Moving rainbows and making photographic luck
Triple Rainbow and Guanaco
During our recent visit to Torres Del Paine I witnessed the most amazing and unique light show of my entire life. Having already shot two sunrises at Lago Pehoe, I was in search of something a bit different that would include fall colors and a reflection. After searching for several days while we were out with the family exploring the park, I finally found a good location late in the trip. Knowing the weather forecast was calling for thick low clouds and rain the next morning at sunrise but clearing by mid mid-morning, I decided I hedged my bets and wait out the weather just in case some sunrise light snuck in under the clouds.
Being that my chosen location was close to the car, I decided to bring along my laptop and do some editing while waiting for the light. As expected, the mountains were covered in clouds at sunrise, and I sat in the truck hiding from the rain. But by 9:30 I could see the clouds starting to thin towards the East. Thinking sun and rain often means rainbows, I decided to wait a bit longer to see what happened. By about 9:45 as the rain started to breakup, I could see a faint rainbow growing to my west as the sun was coming over the hills to my east. Within a few minutes the rainbow started gaining strength and became a double rainbow… I knew the game was on. From my sunrise location the rainbow wasn’t a particularly interesting composition, with just some rolling hills to my west. But knowing rainbows can be moved based on your angle toward the sun, I thought maybe if I moved toward the northeast I could reposition the rainbow over the mountains.
With my wipers running full speed and mud flying into the air I did my best offroad rally driving impression along on the dirt park road. Good thing there are basically no other cars on the road during the winter. As I worked my way north the rainbow started to shift position, but as the road bent more toward the east, I could tell it wasn’t going to line up over the mountains as I had hoped. Deciding to compromise (rainbow vs mountains), I skidded to a halt in the dirt parking lot of Mirador Nordenskjold and pulled out my camera. After taking a few quick photos from the parking lot I could see the composition still wasn’t quite working because there was a harsh shadow across the bottom of my field of view.
Thinking of the late Galen Rowell and the story of his famous rainbow shot of the Dalai Lama’s palace in Tibet, I decided to move the rainbow with my feet. I quickly grabbed and extra battery and made sure I had plenty of space on my memory card. Knowing there were no horse tours that time of year I started running tripod in hand along the horse trail that leads north from the parking lot. After about 20 min of running, I crested a hill and found the double rainbow had now become a triple rainbow like none I had ever seen. The third rainbow was at a completely different angle from the other two. Combined with a dark foreboding sky and the mountains, I began to search for a composition when a tiny guanaco crested the hill below the rainbows.

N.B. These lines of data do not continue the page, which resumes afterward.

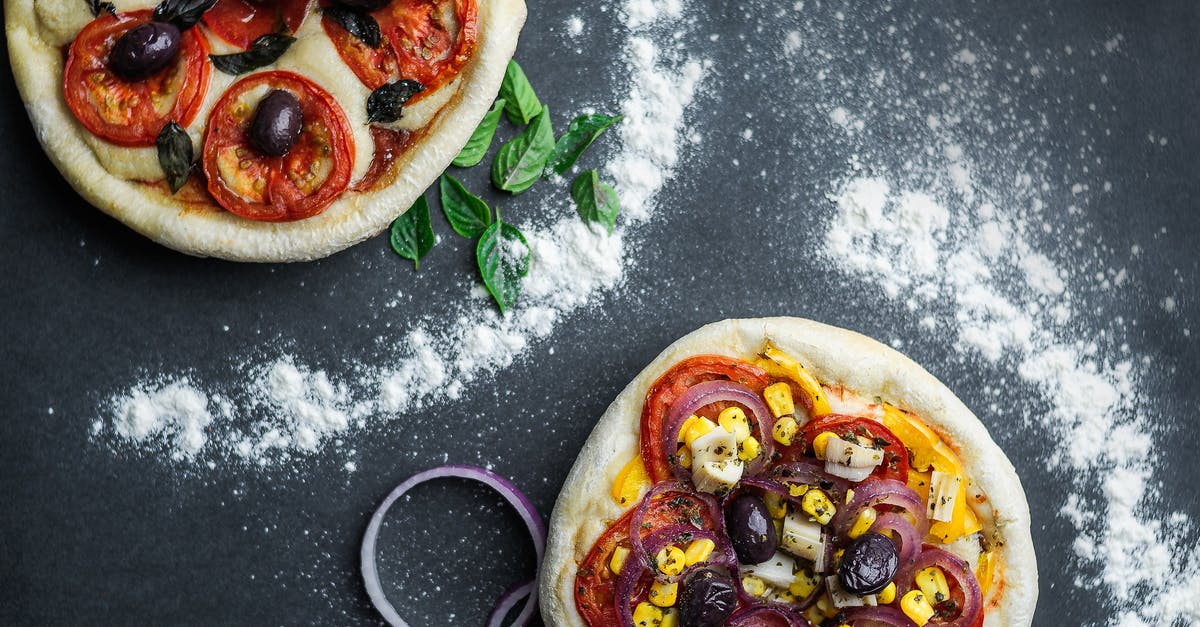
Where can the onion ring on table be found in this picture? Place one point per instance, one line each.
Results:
(509, 491)
(708, 393)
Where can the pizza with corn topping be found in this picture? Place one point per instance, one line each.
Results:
(257, 130)
(784, 472)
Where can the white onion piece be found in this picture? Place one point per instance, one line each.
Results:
(509, 491)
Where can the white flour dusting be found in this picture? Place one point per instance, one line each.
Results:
(298, 411)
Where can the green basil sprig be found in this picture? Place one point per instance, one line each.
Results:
(264, 51)
(412, 236)
(468, 214)
(175, 154)
(503, 256)
(183, 13)
(387, 102)
(359, 24)
(594, 199)
(481, 138)
(520, 162)
(579, 136)
(521, 102)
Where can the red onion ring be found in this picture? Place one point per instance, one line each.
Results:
(881, 616)
(954, 568)
(767, 616)
(635, 521)
(509, 491)
(874, 493)
(708, 393)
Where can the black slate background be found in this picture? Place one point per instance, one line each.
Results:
(96, 536)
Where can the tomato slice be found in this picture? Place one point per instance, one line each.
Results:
(427, 41)
(672, 384)
(132, 113)
(895, 455)
(298, 185)
(595, 584)
(240, 22)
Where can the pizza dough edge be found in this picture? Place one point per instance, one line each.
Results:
(835, 356)
(37, 70)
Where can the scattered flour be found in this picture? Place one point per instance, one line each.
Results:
(283, 410)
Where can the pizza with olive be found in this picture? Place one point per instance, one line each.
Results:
(257, 130)
(783, 472)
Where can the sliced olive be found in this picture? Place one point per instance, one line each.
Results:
(707, 599)
(869, 562)
(276, 124)
(365, 5)
(751, 531)
(144, 51)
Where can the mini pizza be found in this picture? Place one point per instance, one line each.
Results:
(257, 130)
(781, 472)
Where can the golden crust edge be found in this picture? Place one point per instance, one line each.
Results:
(346, 222)
(835, 356)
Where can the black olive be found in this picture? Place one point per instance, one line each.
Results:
(707, 599)
(365, 5)
(144, 51)
(870, 561)
(751, 530)
(276, 124)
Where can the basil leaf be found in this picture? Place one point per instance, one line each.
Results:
(594, 199)
(579, 136)
(503, 256)
(183, 13)
(265, 51)
(175, 154)
(520, 101)
(387, 103)
(99, 7)
(481, 139)
(358, 23)
(468, 214)
(520, 162)
(412, 237)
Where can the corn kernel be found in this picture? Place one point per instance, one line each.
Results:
(797, 489)
(697, 551)
(821, 441)
(754, 586)
(779, 399)
(618, 559)
(863, 521)
(684, 457)
(647, 615)
(819, 506)
(785, 430)
(694, 428)
(670, 560)
(735, 421)
(664, 595)
(887, 595)
(775, 505)
(933, 583)
(748, 449)
(915, 605)
(805, 584)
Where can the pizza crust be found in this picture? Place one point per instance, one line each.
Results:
(211, 232)
(585, 507)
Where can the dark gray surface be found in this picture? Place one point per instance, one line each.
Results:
(94, 536)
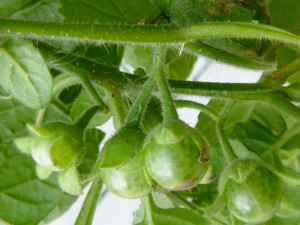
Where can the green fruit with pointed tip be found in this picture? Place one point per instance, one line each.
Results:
(122, 164)
(172, 156)
(256, 199)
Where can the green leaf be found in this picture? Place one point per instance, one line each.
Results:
(173, 216)
(93, 138)
(24, 199)
(291, 159)
(65, 203)
(24, 74)
(69, 181)
(285, 15)
(138, 57)
(109, 11)
(34, 10)
(11, 123)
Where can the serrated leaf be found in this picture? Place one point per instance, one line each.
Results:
(24, 199)
(289, 10)
(109, 11)
(41, 10)
(69, 181)
(24, 74)
(11, 122)
(291, 159)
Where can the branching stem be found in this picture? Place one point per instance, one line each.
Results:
(87, 211)
(142, 34)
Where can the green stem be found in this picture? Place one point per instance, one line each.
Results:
(40, 117)
(294, 130)
(194, 105)
(142, 34)
(139, 105)
(200, 48)
(227, 149)
(85, 119)
(111, 76)
(280, 76)
(280, 103)
(88, 208)
(148, 205)
(169, 108)
(92, 91)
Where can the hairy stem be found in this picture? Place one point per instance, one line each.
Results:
(280, 76)
(226, 147)
(294, 130)
(87, 211)
(199, 48)
(148, 205)
(139, 105)
(169, 109)
(194, 105)
(142, 34)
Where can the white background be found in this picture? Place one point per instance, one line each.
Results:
(113, 210)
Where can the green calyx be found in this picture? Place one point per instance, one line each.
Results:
(56, 147)
(256, 199)
(122, 164)
(174, 156)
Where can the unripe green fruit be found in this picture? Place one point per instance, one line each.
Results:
(256, 199)
(54, 146)
(122, 164)
(173, 157)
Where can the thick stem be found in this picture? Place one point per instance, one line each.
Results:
(280, 103)
(227, 149)
(169, 108)
(139, 105)
(103, 74)
(88, 208)
(142, 34)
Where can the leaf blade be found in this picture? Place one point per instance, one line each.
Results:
(24, 73)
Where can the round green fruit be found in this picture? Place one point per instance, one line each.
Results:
(122, 164)
(256, 199)
(172, 157)
(130, 185)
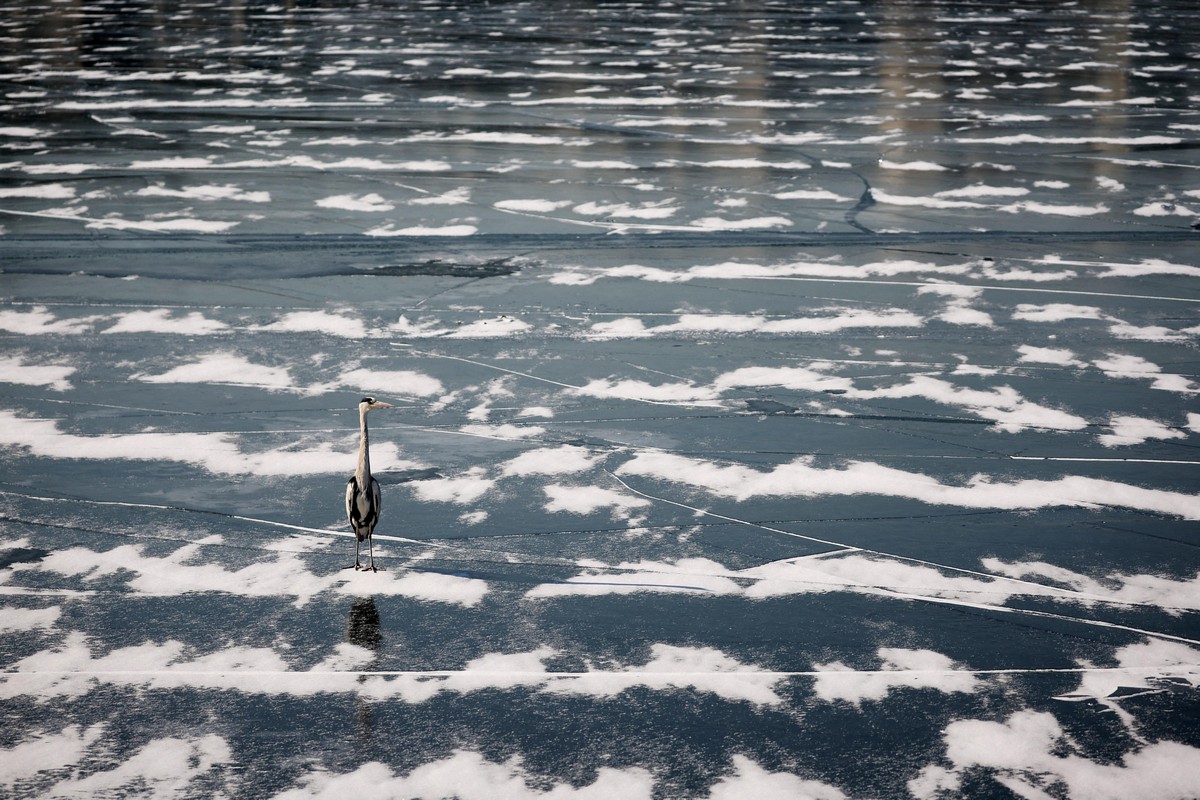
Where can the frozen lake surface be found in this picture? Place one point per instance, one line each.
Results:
(792, 401)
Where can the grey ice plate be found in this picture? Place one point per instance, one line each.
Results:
(792, 400)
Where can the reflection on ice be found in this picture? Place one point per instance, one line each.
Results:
(773, 383)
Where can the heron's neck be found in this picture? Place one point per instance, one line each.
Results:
(364, 469)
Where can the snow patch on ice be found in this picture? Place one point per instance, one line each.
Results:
(899, 668)
(799, 477)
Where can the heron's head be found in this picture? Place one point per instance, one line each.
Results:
(370, 403)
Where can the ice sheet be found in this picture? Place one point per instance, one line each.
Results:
(790, 400)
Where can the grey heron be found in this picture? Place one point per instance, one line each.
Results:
(363, 501)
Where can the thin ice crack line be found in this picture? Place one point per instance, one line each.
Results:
(778, 674)
(1042, 588)
(971, 286)
(526, 374)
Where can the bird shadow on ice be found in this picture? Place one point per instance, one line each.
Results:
(365, 631)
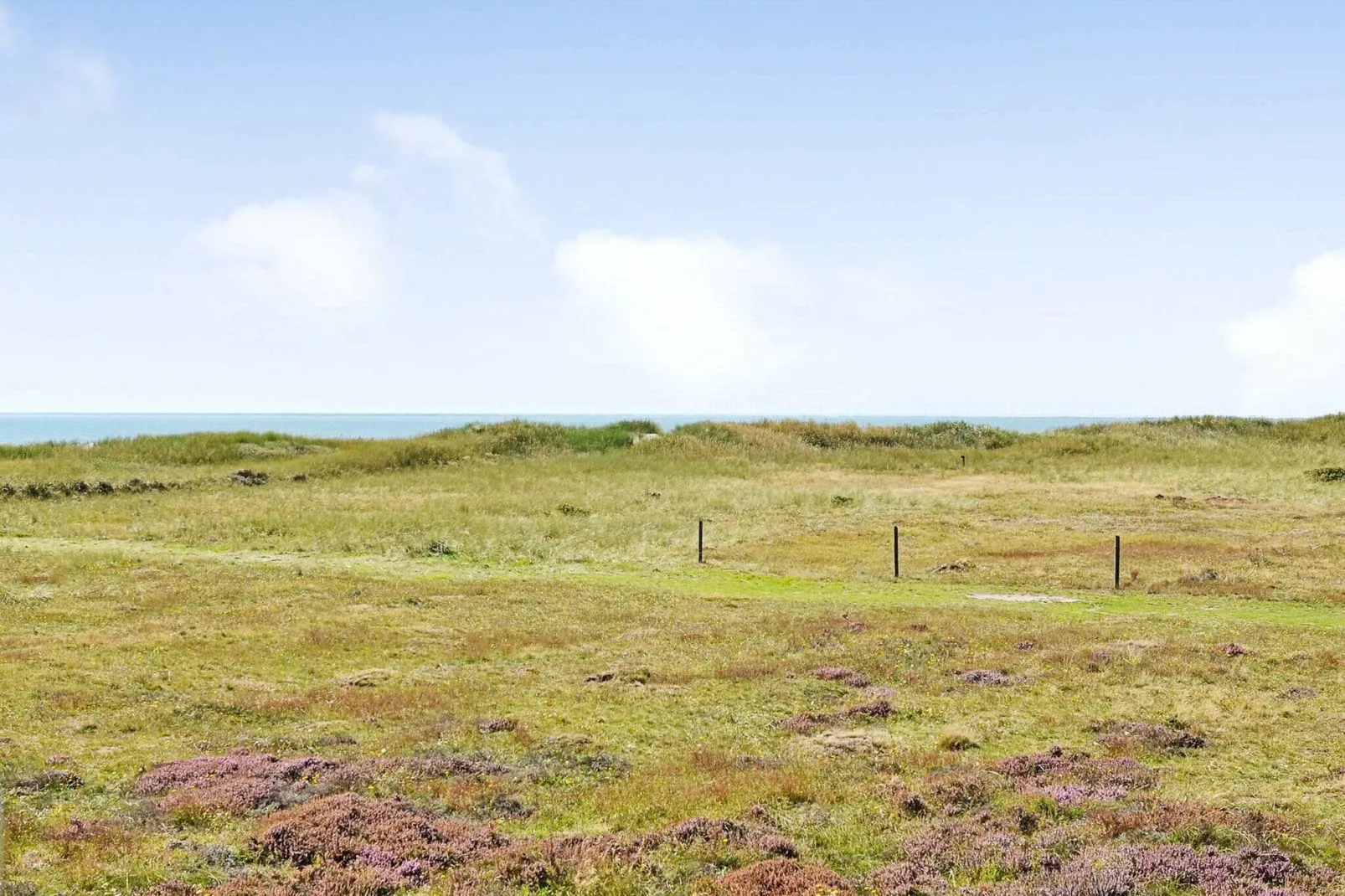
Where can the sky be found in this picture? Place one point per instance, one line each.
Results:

It was almost as if I had dreamed the shot, or it was being given to me from a higher place. All I had to do was be open to the idea and put myself in position and the rest just would happen on its own. I spent the next 30 minutes photographing the scene as the clouds moved, the rainbows came and went, all the while the guanaco posed on top of the hill. As I moved around searching for different compositions, I knew full well this was a chance of a lifetime and was something totally unique and unrepeatable. I shot every composition and exposure I could possibly think of while obsessively checking my camera settings to make sure I wasn’t screwing things up.
In the end I had visualized the potential for an image of more than just a rainbow, by understanding how one’s angle toward the sun changes the location of a rainbow I was able to make my own photographic luck. While the shot I had previsualized of the rainbows leading directly to the mountains didn’t quite work out, being in the right place and open to possibilities created something even more special that will always be one of my favorite photos. Just don’t tell the rental car company! With a white rental truck that was now completely brown with mud, I drove slowly back across the park to our hotel with the Shakira cranked on the radio, and the joy that comes from knowing I had witnessed something special and nailed the shot as well. Needless to say, my family was a bit worried when I showed up more than two hours late from shooting sunrise, but when they saw the photo, they also realized something special had happened.
Recap: I knew I had a good shot, but after I shared the shot with a few friends I started to realize that this might truly be a once in a lifetime shot. After some research it turns out a triple rainbow is rarer than I expected. No one I know has ever seen or recorded one. I am guessing the third rainbow is made from sunlight reflecting off the lake in the foreground, which could explain why it is at a different angle than the other two rainbows. A friend found a BBC article that says only 5 triple rainbows have ever been photographed (which I find hard to believe). I have since sent the photo off to the BBC and Optica (which studies the “science of light”) and look forward to hearing their thoughts on the photo.